Hmmm...that's an interesting question. I am not myself adopted, nor do I know anyone who is--so this debate is hypothetical for me as well.
.
I hear your point about chosen love, and why it would bother you that something thinks love is something you can't control. I definitely agree that love is a choice, in fact I'd go further and say that love comes from actions, not the other way around. (Actions again - I have to see something demonstrated or it means nothing to me.)
OTOH, a biological mother has no choice, but she does have to keep the baby and work hard, even moving during the later months is often difficult. Whether she likes it or not, she learns to give and think of another being before herself, and this is the first kind of love a baby experiences. I believe this is a unique bond.

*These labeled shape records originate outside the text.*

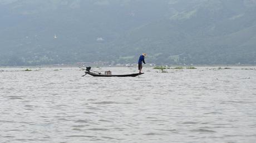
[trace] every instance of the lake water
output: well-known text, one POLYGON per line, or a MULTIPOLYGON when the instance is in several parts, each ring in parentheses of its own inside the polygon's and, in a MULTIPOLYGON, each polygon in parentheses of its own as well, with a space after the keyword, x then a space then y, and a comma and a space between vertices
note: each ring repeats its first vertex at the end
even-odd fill
POLYGON ((1 72, 0 142, 256 142, 255 67, 217 68, 1 72))

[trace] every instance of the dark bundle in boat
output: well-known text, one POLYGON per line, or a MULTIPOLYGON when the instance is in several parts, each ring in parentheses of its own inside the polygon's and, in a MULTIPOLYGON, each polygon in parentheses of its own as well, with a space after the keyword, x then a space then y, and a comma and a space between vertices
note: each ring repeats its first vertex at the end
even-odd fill
POLYGON ((106 71, 105 72, 105 74, 102 74, 102 73, 100 72, 97 72, 91 70, 91 67, 86 67, 86 69, 83 69, 82 68, 80 68, 86 70, 85 72, 85 74, 83 75, 82 76, 88 74, 93 76, 103 76, 103 77, 112 77, 112 76, 129 77, 129 76, 131 76, 131 77, 134 77, 134 76, 136 76, 139 75, 144 74, 144 73, 135 73, 135 74, 119 74, 119 75, 116 74, 115 75, 115 74, 112 74, 111 72, 110 71, 106 71))

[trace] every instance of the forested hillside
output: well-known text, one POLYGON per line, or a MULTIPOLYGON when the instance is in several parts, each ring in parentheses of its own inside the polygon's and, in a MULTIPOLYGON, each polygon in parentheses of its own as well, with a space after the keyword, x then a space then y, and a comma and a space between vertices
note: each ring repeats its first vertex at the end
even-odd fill
POLYGON ((0 0, 0 66, 256 64, 256 0, 0 0))

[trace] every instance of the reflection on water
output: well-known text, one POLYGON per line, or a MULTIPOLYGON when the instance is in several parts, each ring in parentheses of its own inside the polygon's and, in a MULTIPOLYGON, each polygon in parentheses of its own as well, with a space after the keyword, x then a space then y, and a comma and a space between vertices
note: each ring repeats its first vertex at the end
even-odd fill
MULTIPOLYGON (((75 68, 0 72, 0 140, 255 142, 256 71, 211 68, 144 68, 135 78, 81 77, 75 68)), ((96 70, 109 69, 137 72, 96 70)))

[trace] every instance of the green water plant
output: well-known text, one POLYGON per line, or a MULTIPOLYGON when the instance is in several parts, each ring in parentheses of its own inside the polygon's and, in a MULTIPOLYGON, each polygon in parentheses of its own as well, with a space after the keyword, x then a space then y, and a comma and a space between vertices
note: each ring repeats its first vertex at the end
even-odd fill
POLYGON ((168 67, 164 67, 164 66, 157 66, 157 67, 154 67, 153 69, 168 69, 168 67))
POLYGON ((25 69, 24 71, 26 71, 26 72, 28 72, 28 71, 32 71, 32 70, 31 70, 31 69, 27 69, 27 69, 25 69))
POLYGON ((174 68, 173 68, 174 69, 183 69, 184 68, 183 67, 175 67, 174 68))
POLYGON ((196 68, 194 67, 186 67, 186 69, 196 69, 196 68))

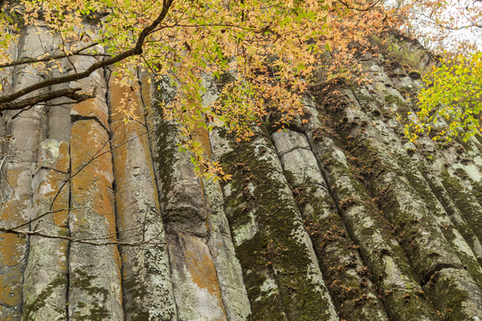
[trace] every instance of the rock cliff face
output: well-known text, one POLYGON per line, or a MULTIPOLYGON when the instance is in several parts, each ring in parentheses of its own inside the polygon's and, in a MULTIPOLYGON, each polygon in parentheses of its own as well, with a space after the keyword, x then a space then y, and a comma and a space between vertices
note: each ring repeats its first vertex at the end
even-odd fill
MULTIPOLYGON (((57 41, 41 37, 12 54, 57 41)), ((146 74, 101 70, 77 84, 95 99, 4 114, 0 225, 22 233, 0 234, 0 320, 482 319, 482 139, 408 142, 417 74, 362 62, 374 82, 314 88, 307 123, 200 136, 221 185, 195 176, 156 109, 172 89, 146 74)))

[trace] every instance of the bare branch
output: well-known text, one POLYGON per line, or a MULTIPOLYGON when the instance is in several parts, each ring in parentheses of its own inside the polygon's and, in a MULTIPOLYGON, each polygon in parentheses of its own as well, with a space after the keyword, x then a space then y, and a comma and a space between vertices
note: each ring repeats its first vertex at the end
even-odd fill
POLYGON ((22 230, 19 231, 19 230, 14 230, 11 228, 6 228, 6 227, 1 227, 1 226, 0 226, 0 232, 11 233, 11 234, 15 234, 17 235, 23 235, 23 236, 40 236, 40 237, 50 238, 50 239, 67 240, 70 242, 75 242, 79 243, 96 245, 96 246, 105 246, 105 245, 140 246, 140 245, 145 245, 145 244, 164 245, 166 243, 165 242, 151 241, 154 238, 148 241, 141 241, 141 242, 134 242, 134 243, 120 242, 120 241, 92 242, 92 241, 86 241, 82 239, 76 239, 70 236, 53 235, 49 234, 41 233, 39 231, 22 231, 22 230))
POLYGON ((60 89, 47 94, 42 94, 30 98, 26 98, 20 102, 4 103, 1 104, 0 111, 16 111, 23 108, 29 108, 39 103, 45 103, 59 97, 68 97, 74 100, 76 103, 83 102, 85 100, 95 97, 94 95, 78 94, 77 92, 79 90, 82 90, 82 88, 60 89))
MULTIPOLYGON (((76 81, 76 80, 85 78, 90 76, 91 73, 93 73, 94 71, 96 71, 96 70, 100 68, 110 66, 112 64, 120 62, 126 58, 142 54, 142 50, 143 50, 142 46, 144 45, 144 41, 154 30, 155 30, 156 27, 159 26, 159 24, 161 24, 161 22, 164 20, 164 18, 166 17, 169 12, 170 4, 172 4, 172 1, 173 0, 164 0, 162 11, 159 14, 159 16, 153 21, 153 23, 145 27, 140 32, 139 37, 137 38, 137 42, 136 43, 136 46, 134 48, 127 50, 121 54, 119 54, 116 56, 111 57, 104 61, 95 62, 83 72, 70 74, 67 76, 61 76, 57 78, 52 78, 38 82, 37 84, 29 86, 15 93, 6 95, 4 96, 0 96, 0 111, 5 111, 5 110, 15 109, 14 105, 12 105, 12 104, 8 105, 7 103, 13 102, 14 100, 27 94, 29 94, 36 90, 42 89, 50 86, 68 83, 71 81, 76 81)), ((20 108, 23 108, 23 107, 19 106, 16 109, 20 109, 20 108)))

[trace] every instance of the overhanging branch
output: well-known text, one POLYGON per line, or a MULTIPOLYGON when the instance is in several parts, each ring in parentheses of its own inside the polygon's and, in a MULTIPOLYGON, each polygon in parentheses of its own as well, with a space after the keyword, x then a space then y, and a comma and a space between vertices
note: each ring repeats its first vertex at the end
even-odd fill
MULTIPOLYGON (((95 62, 92 65, 90 65, 90 67, 87 68, 85 71, 82 71, 82 72, 79 72, 79 73, 75 73, 75 74, 70 74, 70 75, 66 75, 66 76, 61 76, 61 77, 57 77, 57 78, 49 78, 49 79, 46 79, 46 80, 44 80, 44 81, 40 81, 40 82, 38 82, 37 84, 29 86, 27 86, 27 87, 25 87, 23 89, 21 89, 21 90, 19 90, 19 91, 17 91, 15 93, 6 95, 4 95, 4 96, 0 96, 0 111, 7 111, 7 110, 18 110, 18 109, 21 109, 21 108, 24 108, 26 106, 31 105, 31 103, 30 103, 30 104, 26 103, 28 103, 27 99, 23 100, 23 101, 21 101, 21 102, 18 102, 18 103, 14 103, 14 101, 16 99, 18 99, 18 98, 21 98, 21 97, 29 94, 29 93, 35 92, 36 90, 46 88, 46 87, 48 87, 48 86, 54 86, 54 85, 64 84, 64 83, 69 83, 69 82, 71 82, 71 81, 77 81, 77 80, 83 79, 83 78, 87 78, 88 76, 90 76, 91 73, 93 73, 95 70, 98 70, 100 68, 110 66, 112 64, 120 62, 123 61, 126 58, 129 58, 129 57, 142 54, 142 50, 143 50, 142 46, 144 45, 144 42, 145 42, 145 38, 152 32, 154 32, 154 30, 155 30, 156 27, 159 26, 161 24, 161 22, 164 20, 164 18, 166 17, 167 13, 169 12, 169 9, 170 9, 170 5, 172 4, 173 1, 174 0, 164 0, 163 5, 162 5, 162 11, 159 14, 159 16, 153 21, 153 23, 151 23, 149 26, 145 27, 140 32, 139 37, 137 38, 137 41, 136 43, 136 46, 134 48, 127 50, 127 51, 125 51, 123 53, 119 54, 116 56, 113 56, 112 58, 108 58, 108 59, 104 60, 102 62, 95 62)), ((53 92, 53 93, 55 93, 55 92, 53 92)), ((45 95, 52 95, 53 93, 45 94, 45 95)), ((71 95, 72 96, 76 97, 75 93, 71 93, 71 95)), ((56 97, 58 97, 58 96, 56 96, 56 97)), ((32 98, 32 99, 35 99, 35 98, 32 98)), ((40 102, 45 102, 46 101, 45 99, 46 98, 45 98, 45 95, 44 95, 44 100, 42 100, 40 102)))

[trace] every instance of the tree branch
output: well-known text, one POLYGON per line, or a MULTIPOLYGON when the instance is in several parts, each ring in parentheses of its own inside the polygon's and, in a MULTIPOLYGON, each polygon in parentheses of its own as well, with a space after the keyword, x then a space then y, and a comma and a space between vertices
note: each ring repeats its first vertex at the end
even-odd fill
MULTIPOLYGON (((130 56, 137 55, 142 54, 142 46, 144 45, 144 41, 145 38, 153 32, 153 30, 155 29, 155 28, 161 24, 161 22, 164 20, 166 17, 169 9, 170 5, 172 4, 172 2, 174 0, 164 0, 162 11, 159 14, 159 16, 151 23, 149 26, 145 27, 139 34, 139 37, 137 38, 137 41, 136 43, 136 46, 134 48, 131 48, 129 50, 127 50, 121 54, 119 54, 116 56, 113 56, 112 58, 106 59, 102 62, 97 62, 93 63, 89 68, 87 68, 85 71, 82 71, 80 73, 75 73, 71 74, 67 76, 61 76, 57 78, 52 78, 41 82, 38 82, 37 84, 29 86, 23 89, 21 89, 17 91, 16 93, 12 93, 11 95, 6 95, 4 96, 0 96, 0 111, 5 111, 5 110, 12 110, 15 109, 14 104, 7 104, 8 103, 13 102, 15 99, 18 99, 27 94, 29 94, 31 92, 34 92, 38 89, 42 89, 50 86, 58 85, 58 84, 63 84, 68 83, 71 81, 76 81, 79 79, 83 79, 88 76, 90 76, 91 73, 93 73, 95 70, 107 67, 109 65, 120 62, 123 61, 126 58, 129 58, 130 56)), ((17 107, 16 109, 22 108, 22 107, 17 107)))
POLYGON ((79 90, 82 90, 82 88, 60 89, 47 94, 42 94, 30 98, 26 98, 20 102, 4 103, 0 105, 0 111, 16 111, 23 108, 29 108, 39 103, 48 102, 49 100, 59 97, 68 97, 74 100, 76 103, 80 103, 96 96, 94 93, 92 95, 78 94, 77 92, 79 90))
POLYGON ((1 227, 1 226, 0 226, 0 232, 11 233, 11 234, 15 234, 17 235, 22 235, 22 236, 40 236, 40 237, 50 238, 50 239, 67 240, 70 242, 75 242, 75 243, 79 243, 83 244, 97 245, 97 246, 105 246, 105 245, 140 246, 144 244, 164 245, 166 243, 165 242, 153 242, 151 240, 135 242, 135 243, 120 242, 120 241, 92 242, 92 241, 86 241, 82 239, 76 239, 70 236, 53 235, 49 234, 41 233, 39 231, 19 231, 19 230, 14 230, 11 228, 6 228, 6 227, 1 227))

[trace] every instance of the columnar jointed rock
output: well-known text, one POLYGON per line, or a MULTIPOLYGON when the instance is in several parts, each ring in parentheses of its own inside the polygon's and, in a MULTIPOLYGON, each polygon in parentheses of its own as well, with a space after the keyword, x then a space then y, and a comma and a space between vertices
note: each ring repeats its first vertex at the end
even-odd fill
MULTIPOLYGON (((43 29, 39 26, 40 30, 43 29)), ((16 57, 24 58, 44 53, 43 42, 49 43, 45 35, 37 34, 33 27, 23 30, 16 57)), ((48 49, 48 48, 47 48, 48 49)), ((21 66, 13 71, 11 90, 18 90, 42 79, 31 67, 21 66)), ((4 150, 4 176, 0 182, 1 216, 3 227, 20 226, 29 229, 32 218, 32 176, 42 132, 43 112, 34 107, 18 114, 8 112, 4 117, 4 136, 9 143, 4 150)), ((5 320, 16 320, 21 314, 22 277, 27 262, 28 239, 13 234, 0 235, 0 316, 5 320)))
MULTIPOLYGON (((109 81, 111 133, 114 166, 116 222, 121 246, 122 294, 126 320, 172 320, 172 296, 165 233, 157 194, 150 133, 145 122, 139 84, 116 86, 109 81), (128 93, 127 97, 124 94, 128 93), (126 98, 126 104, 122 99, 126 98), (138 120, 124 122, 123 107, 138 120), (146 243, 142 244, 145 242, 146 243)), ((148 93, 150 95, 150 93, 148 93)))
MULTIPOLYGON (((28 28, 12 52, 60 43, 44 37, 28 28)), ((417 80, 362 62, 373 83, 313 90, 306 124, 195 132, 233 175, 220 185, 179 151, 157 103, 175 88, 146 72, 124 86, 96 70, 48 89, 94 99, 5 112, 0 226, 34 235, 0 234, 0 320, 482 318, 482 138, 408 142, 417 80)), ((30 71, 2 71, 5 90, 61 72, 30 71)))

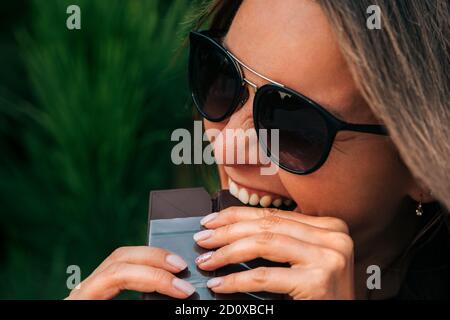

Of course, I agree that an adopted child can have a wonderful bond, far better than they would have with their mother. But the potential is greater with a biological mother. That's all I'm saying.
Just noting - an adopted child can be related to you and you already know you have what it takes to support them, at least financially. I think a marriage is the best example of chosen love. One has to choose a person, then choose to love them.
Oh, and I do know something about the foster system - it is nothing like being adopted. I feel terrible for any child in that system, at least in the USA. Any angst they have is usually justified. But I don't read such stories and wouldn't know.
I'm not the greatest writer and can hardly complain over mis-statements by others (I only hate grammar and spelling mistakes, and make mistakes myself whenever I attempt to correct them, so I don't.)